Though he is happy with the effort but feels that unlike past now it is very difficult to meet all water requirement through local sources.
Undeterred with the concerns, the village youth committee then took to their oldest water structures known as diggi panyara. Diggi is commonly referred to tanks built to supply potable water when the state was part of undivided Uttar Pradesh.
Village youths during restoration work at diggi panyara structure. (Image: Pokhari Yuva Sangthan)
“Disconnected with the water source, the tank had dried up, so we cleaned it, tapped the original water source again by laying a 6 meter long pipe and now it is getting adequate water supply” says a joyous Surendra Bhandari who works in Delhi in leading newspaper as web designer and is also part of the village committee.
As per Surendra Bhandari natural water sources are a boon for hilly people and cannot be compared with pipe water in taste and quality. “They serve cold water in summer and lukewarm in winter, elderly still prefers panyara water over tap supply” adds Surendra.
He also stated that during quarantine, they faced water scarcity for eight days and the ongoing crisis helped them realize the significance of natural water sources hence their team is determined to restore all of them.
The team feels that in the process of development, the traditional water sources have been neglected and they deserve better attention and awareness particularly among village communities.

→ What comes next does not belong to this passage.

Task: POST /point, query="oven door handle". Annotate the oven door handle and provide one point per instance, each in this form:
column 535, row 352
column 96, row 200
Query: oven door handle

To resolve pipeline supply issue, the villagers have today (June 04, 2020) convened a meeting with concerned officials. “Our village is supplied water with single pipeline with neighbouring uphill village. With increase in demand, a single pipeline cannot meet the requirement”, shares Manoj Kandari, a village youth returned to village form Dehradun where he was preparing for a NIT Lecturer job.
“But now we would not let our traditional water sources die for want of our attention” says Manoj Kandari who is currently serving quarantine period and keenly waiting to join hands with other youths.
Amid uncertainties over lockdown and jobs, the young people have taken to farming activities. “It’s paddy season which needs irrigation. So the youth have started cleaning and repairing their kools (smaller traditional irrigation channels) and smaller canals. Again all the collective efforts are purely on shramdaan basis where the villagers and committee are sharing the cost of pipes, cements etc”, says enthusiastic Hemant Kala.
Images of de-silting and repairing work of village irrigation channels. (Pokhari Yuva Sangthan)
The initiative by youth of Pokhari shows that with little efforts and work, local water sources can be restored. We wish them all the success and hope youths in other hilly areas would feel motivated to start work for restoration of their natural water sources and traditional water structures.